Come più volte sottolineato, quello dell’internazionalizzazione è un processo complesso e articolato che coinvolge l’intera impresa. In questo senso, esso non riguarda il singolo servizio o prodotto da portare semplicemente oltreconfine, o sporadiche e occasionali attività di export, ma propriamente implica una profonda trasformazione che inevitabilmente investe tutte le funzioni aziendali e sottintende necessariamente la trasformazione della cultura aziendale e un adeguamento della formazione e della cultura del management. Come evidenzia Carlo Russo nel paragrafo intitolato Storia delle variabili da studiare per delocalizzare, contenuto nel suo volume Internazionalizzazione vincente, ad certo punto, “divenne sempre più importante studiare dove e come delocalizzare, per quali motivi, per quali vantaggi, come ad esempio i nuovi mercati di vendita o per superare le costose barriere doganali alle importazioni: in che forma delocalizzare, se attraverso degli insediamenti diretti controllati al 100% (legislazione locale permettendo) o delle Joint Ventures con partners locali, e in questo caso, se di maggioranza e di controllo o di minoranza, e in che modo concepire i prodotti, il design, i colori e i brand”.
Molte delle azioni che possono essere intraprese, da quelle più semplici, che richiedono un minor impegno di risorse, fino a quelle più impegnative, onerose e con una programmazione a lungo termine, hanno come elemento di base, che ne determina l’orizzonte costitutivo, il background culturale in cui vanno ad inserirsi, ovvero il contesto culturale in cui vive il destinatario del messaggio. Come si sa, la comunicazione si articola attraverso il ricorso a determinati codici: senza un adeguato sistema di codificazione e decodificazione del messaggio non si riesce a raggiungere un’intesa neanche all’interno del medesimo orizzonte culturale, figuriamoci tra culture diverse.
Carlo Russo cita sull’argomento diversi casi, capaci di illustrare in maniera molto efficace e icastica il peso e l’incidenza di queste variabili sulla riuscita di un processo di approccio ad un mercato estero. Il manager fiorentino ricorda, ad esempio, il caso celebre dell’automobile VW messa sul mercato dalla Volkswagen con il nome Jetta, che, in Italia, si scontrò nelle decisioni di acquisto dei clienti a causa della scaramanzia suggerita dal nome, associato alla sfortuna o nei casi “migliori” ad una cosa da buttare.

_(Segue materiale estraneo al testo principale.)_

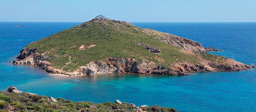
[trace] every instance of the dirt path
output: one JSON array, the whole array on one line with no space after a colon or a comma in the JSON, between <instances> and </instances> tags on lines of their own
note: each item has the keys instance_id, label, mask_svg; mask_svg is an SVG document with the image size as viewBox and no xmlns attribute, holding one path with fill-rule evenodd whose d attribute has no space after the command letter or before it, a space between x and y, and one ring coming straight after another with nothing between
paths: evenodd
<instances>
[{"instance_id":1,"label":"dirt path","mask_svg":"<svg viewBox=\"0 0 256 112\"><path fill-rule=\"evenodd\" d=\"M70 56L68 56L68 57L69 57L69 61L66 63L66 65L64 66L63 66L63 67L62 67L62 68L61 68L61 70L62 70L62 69L63 69L63 68L64 68L64 67L66 67L66 66L67 66L67 65L68 65L68 64L70 63L70 62L71 62L71 57L70 57Z\"/></svg>"}]
</instances>

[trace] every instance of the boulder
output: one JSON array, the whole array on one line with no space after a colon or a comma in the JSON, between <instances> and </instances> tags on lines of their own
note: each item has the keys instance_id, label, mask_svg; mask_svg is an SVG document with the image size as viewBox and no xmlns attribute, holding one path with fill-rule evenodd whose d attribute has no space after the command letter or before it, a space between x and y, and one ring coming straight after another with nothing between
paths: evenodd
<instances>
[{"instance_id":1,"label":"boulder","mask_svg":"<svg viewBox=\"0 0 256 112\"><path fill-rule=\"evenodd\" d=\"M142 105L141 106L141 108L146 107L148 107L148 106L147 105Z\"/></svg>"},{"instance_id":2,"label":"boulder","mask_svg":"<svg viewBox=\"0 0 256 112\"><path fill-rule=\"evenodd\" d=\"M120 101L118 100L118 99L117 99L115 100L115 103L119 104L122 104L122 103L121 102L120 102Z\"/></svg>"},{"instance_id":3,"label":"boulder","mask_svg":"<svg viewBox=\"0 0 256 112\"><path fill-rule=\"evenodd\" d=\"M14 86L11 86L10 87L9 87L9 88L8 88L7 89L5 90L4 91L10 93L15 93L19 94L21 92L22 92L21 91L19 91L19 90L18 90L18 89L17 89L17 88L15 87Z\"/></svg>"},{"instance_id":4,"label":"boulder","mask_svg":"<svg viewBox=\"0 0 256 112\"><path fill-rule=\"evenodd\" d=\"M58 101L56 100L55 98L51 96L49 97L49 100L51 102L58 102Z\"/></svg>"},{"instance_id":5,"label":"boulder","mask_svg":"<svg viewBox=\"0 0 256 112\"><path fill-rule=\"evenodd\" d=\"M22 91L19 91L17 88L13 86L11 86L10 87L8 88L7 89L4 91L10 93L15 93L20 95L21 93L22 93ZM35 93L29 93L28 92L26 92L26 93L30 95L37 95Z\"/></svg>"}]
</instances>

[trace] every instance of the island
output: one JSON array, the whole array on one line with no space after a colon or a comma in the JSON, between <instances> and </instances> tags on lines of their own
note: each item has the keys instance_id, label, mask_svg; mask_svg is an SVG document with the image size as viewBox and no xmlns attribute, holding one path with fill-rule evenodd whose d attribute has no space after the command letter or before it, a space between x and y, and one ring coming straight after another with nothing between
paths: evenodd
<instances>
[{"instance_id":1,"label":"island","mask_svg":"<svg viewBox=\"0 0 256 112\"><path fill-rule=\"evenodd\" d=\"M14 26L14 27L13 26L12 26L12 27L25 27L25 26Z\"/></svg>"},{"instance_id":2,"label":"island","mask_svg":"<svg viewBox=\"0 0 256 112\"><path fill-rule=\"evenodd\" d=\"M0 91L0 111L40 112L177 112L172 107L156 105L139 107L133 104L106 102L95 104L91 102L77 102L59 97L38 95L19 91L13 86Z\"/></svg>"},{"instance_id":3,"label":"island","mask_svg":"<svg viewBox=\"0 0 256 112\"><path fill-rule=\"evenodd\" d=\"M199 43L100 15L31 42L15 64L38 66L64 76L123 73L168 75L255 67L207 53L221 50Z\"/></svg>"}]
</instances>

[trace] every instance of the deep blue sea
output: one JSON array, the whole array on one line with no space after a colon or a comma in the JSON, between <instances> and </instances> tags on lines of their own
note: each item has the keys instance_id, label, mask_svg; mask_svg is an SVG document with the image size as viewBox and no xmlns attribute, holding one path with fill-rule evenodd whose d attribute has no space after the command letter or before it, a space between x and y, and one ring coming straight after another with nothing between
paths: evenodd
<instances>
[{"instance_id":1,"label":"deep blue sea","mask_svg":"<svg viewBox=\"0 0 256 112\"><path fill-rule=\"evenodd\" d=\"M73 101L158 105L180 112L256 111L256 70L173 76L107 74L70 77L12 62L31 42L82 22L0 22L0 90L11 85ZM256 23L134 23L224 51L210 52L256 64ZM23 27L12 27L22 26Z\"/></svg>"}]
</instances>

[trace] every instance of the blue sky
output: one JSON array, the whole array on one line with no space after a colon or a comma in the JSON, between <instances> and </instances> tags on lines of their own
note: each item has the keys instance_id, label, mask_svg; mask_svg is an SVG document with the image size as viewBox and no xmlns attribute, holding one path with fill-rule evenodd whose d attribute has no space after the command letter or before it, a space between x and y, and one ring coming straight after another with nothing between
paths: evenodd
<instances>
[{"instance_id":1,"label":"blue sky","mask_svg":"<svg viewBox=\"0 0 256 112\"><path fill-rule=\"evenodd\" d=\"M0 0L0 21L256 21L256 0Z\"/></svg>"}]
</instances>

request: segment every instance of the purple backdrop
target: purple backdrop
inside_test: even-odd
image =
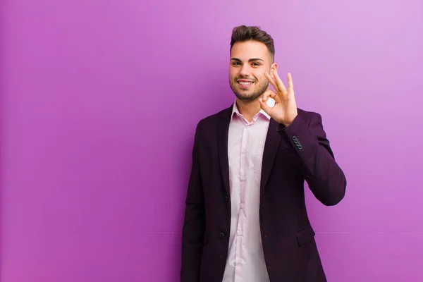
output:
[[[178,281],[193,134],[232,28],[275,39],[348,180],[307,193],[329,281],[423,281],[423,4],[3,0],[1,278]]]

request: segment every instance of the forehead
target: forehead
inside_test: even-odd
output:
[[[246,41],[236,42],[233,44],[231,51],[231,57],[238,58],[243,61],[251,58],[260,58],[266,60],[269,54],[267,47],[264,43],[257,41]]]

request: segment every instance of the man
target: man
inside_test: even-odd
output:
[[[297,108],[292,76],[286,87],[264,31],[234,28],[230,53],[235,102],[196,129],[180,281],[326,281],[304,183],[329,206],[343,198],[346,179],[321,116]]]

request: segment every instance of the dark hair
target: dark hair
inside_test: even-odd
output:
[[[235,42],[243,42],[253,40],[264,43],[271,54],[272,58],[275,56],[275,47],[274,39],[265,31],[262,30],[258,26],[240,25],[232,30],[231,38],[231,50]]]

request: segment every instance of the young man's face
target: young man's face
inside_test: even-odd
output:
[[[257,41],[236,42],[231,51],[229,82],[238,99],[250,102],[258,99],[269,87],[264,73],[277,65],[272,63],[267,47]]]

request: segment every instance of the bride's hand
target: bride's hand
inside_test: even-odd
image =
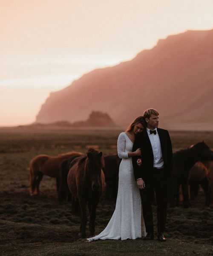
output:
[[[140,189],[145,189],[145,183],[143,179],[139,179],[137,180],[137,185]]]
[[[137,164],[138,166],[140,166],[142,164],[142,160],[141,158],[138,158],[138,160],[137,160]]]
[[[135,156],[140,156],[141,154],[141,148],[138,148],[135,151]]]

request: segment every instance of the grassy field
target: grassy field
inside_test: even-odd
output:
[[[168,208],[168,239],[163,244],[156,240],[79,240],[79,220],[71,214],[69,203],[58,203],[54,179],[45,176],[40,195],[29,195],[27,168],[35,156],[85,152],[91,146],[104,155],[115,154],[121,131],[0,128],[0,255],[213,255],[213,209],[204,207],[202,191],[189,209]],[[212,132],[173,131],[170,135],[175,151],[203,140],[213,149]],[[106,227],[114,207],[104,198],[100,202],[96,233]]]

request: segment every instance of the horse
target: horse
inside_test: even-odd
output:
[[[106,200],[115,202],[118,186],[118,171],[121,161],[117,154],[104,157],[103,169],[106,182],[105,197]]]
[[[83,154],[82,154],[83,155]],[[60,166],[60,185],[58,192],[58,200],[61,202],[68,199],[71,200],[70,192],[67,186],[67,175],[69,165],[73,157],[63,161]],[[118,185],[118,171],[121,160],[117,154],[109,155],[104,157],[104,166],[103,171],[104,174],[106,188],[105,198],[110,201],[115,202]]]
[[[204,141],[173,154],[173,171],[170,193],[171,207],[175,206],[176,198],[178,199],[177,205],[178,206],[179,187],[181,185],[183,198],[183,206],[184,208],[189,207],[188,187],[189,171],[196,162],[203,160],[213,160],[213,151]]]
[[[29,193],[31,195],[37,195],[40,192],[39,185],[44,175],[56,179],[57,191],[60,183],[60,168],[61,162],[65,159],[78,154],[72,151],[53,157],[40,154],[32,158],[29,163]]]
[[[70,192],[67,184],[67,175],[69,171],[70,163],[76,157],[86,156],[85,154],[80,152],[76,152],[75,153],[68,159],[63,160],[60,165],[60,182],[58,194],[58,199],[60,202],[65,201],[66,199],[68,201],[72,200]]]
[[[199,161],[191,168],[189,175],[190,200],[193,200],[198,196],[200,185],[205,193],[205,206],[207,207],[211,201],[211,184],[208,177],[210,166],[210,161]]]
[[[104,188],[102,153],[89,149],[86,156],[78,157],[70,163],[67,183],[72,198],[72,212],[80,217],[79,236],[86,237],[86,206],[89,212],[90,236],[95,235],[96,208]]]

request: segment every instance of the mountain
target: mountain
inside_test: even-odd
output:
[[[73,122],[94,111],[107,112],[117,125],[126,126],[153,108],[160,113],[161,127],[213,130],[213,29],[188,31],[51,93],[36,122]]]

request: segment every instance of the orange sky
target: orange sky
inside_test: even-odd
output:
[[[212,0],[0,0],[0,126],[29,123],[51,91],[159,38],[213,28]]]

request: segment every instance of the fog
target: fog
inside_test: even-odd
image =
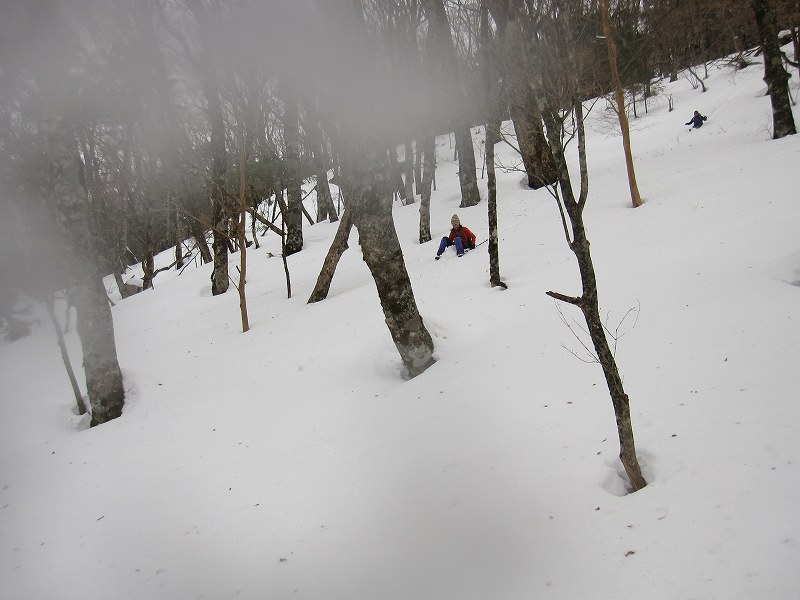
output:
[[[209,78],[220,90],[233,162],[242,119],[256,122],[248,135],[281,153],[285,94],[313,107],[330,139],[346,133],[390,148],[441,129],[450,92],[422,69],[424,22],[412,25],[417,47],[406,38],[389,52],[381,3],[366,3],[366,16],[358,4],[2,0],[0,256],[30,255],[31,270],[52,262],[33,243],[54,236],[52,190],[37,165],[47,154],[42,119],[60,119],[74,133],[87,177],[93,169],[94,190],[84,182],[89,198],[106,206],[134,178],[146,194],[165,164],[179,164],[202,185]],[[248,121],[254,113],[261,121]],[[2,285],[29,287],[8,273],[0,272]]]

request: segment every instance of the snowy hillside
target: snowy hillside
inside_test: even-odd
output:
[[[625,493],[601,369],[574,356],[580,314],[545,295],[580,289],[547,191],[498,175],[508,290],[486,244],[433,260],[453,213],[487,235],[442,137],[434,241],[418,204],[394,211],[436,345],[411,381],[355,231],[306,304],[328,223],[289,258],[291,299],[276,236],[251,249],[247,334],[210,265],[118,302],[127,403],[101,427],[73,412],[46,316],[0,343],[0,597],[800,597],[800,138],[770,139],[762,76],[665,82],[632,120],[636,210],[613,116],[589,116],[586,222],[645,489]]]

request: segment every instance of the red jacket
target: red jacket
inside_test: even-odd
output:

Altro caso di fallimento commerciale citato è quello registrato in Arabia Saudita e legato al colore bianco, perché in quei paesi è il colore del lutto, che invece in Italia, come sappiamo, è il nero. Ma, oltre alla preparazione manageriale, alla mediazione linguistica e culturale, argomenta Carlo Russo, “agli imprenditori italiani delle PMI, salvo i casi personali di successo, mancava la cultura necessaria per affacciarsi all’estero: sulle tradizioni e usanze alimentari, sulla religione locale e abbigliamento da usare; in generale sugli errori da evitare nel negoziare. Nomino, persino, delle sfumature che potevano rovinare il clima delle trattative, vissute in prima persona: nei paesi arabi era normale interrompere le riunioni per pregare. In Cina era importante presentarsi porgendo il biglietto da visita con due mani e un leggerissimo inchino. In India non si poteva proporre, ad indiani di culto Jain, alcun business che comportassero l’uccisione di animali, come le calzature in pelle, e così via. Figuriamoci poi sulle cose importanti”.
Come non manca di osservare Carlo Russo, a conclusione del breve e interessante paragrafo, a differenza degli imprenditori tedeschi e francesi, a correre in soccorso degli imprenditori italiani è stata sempre una certa proverbiale e connaturata estrosità, creatività e spontanea simpatia che ne ha sempre determinato un certo apprezzamento, in qualsiasi parte del mondo.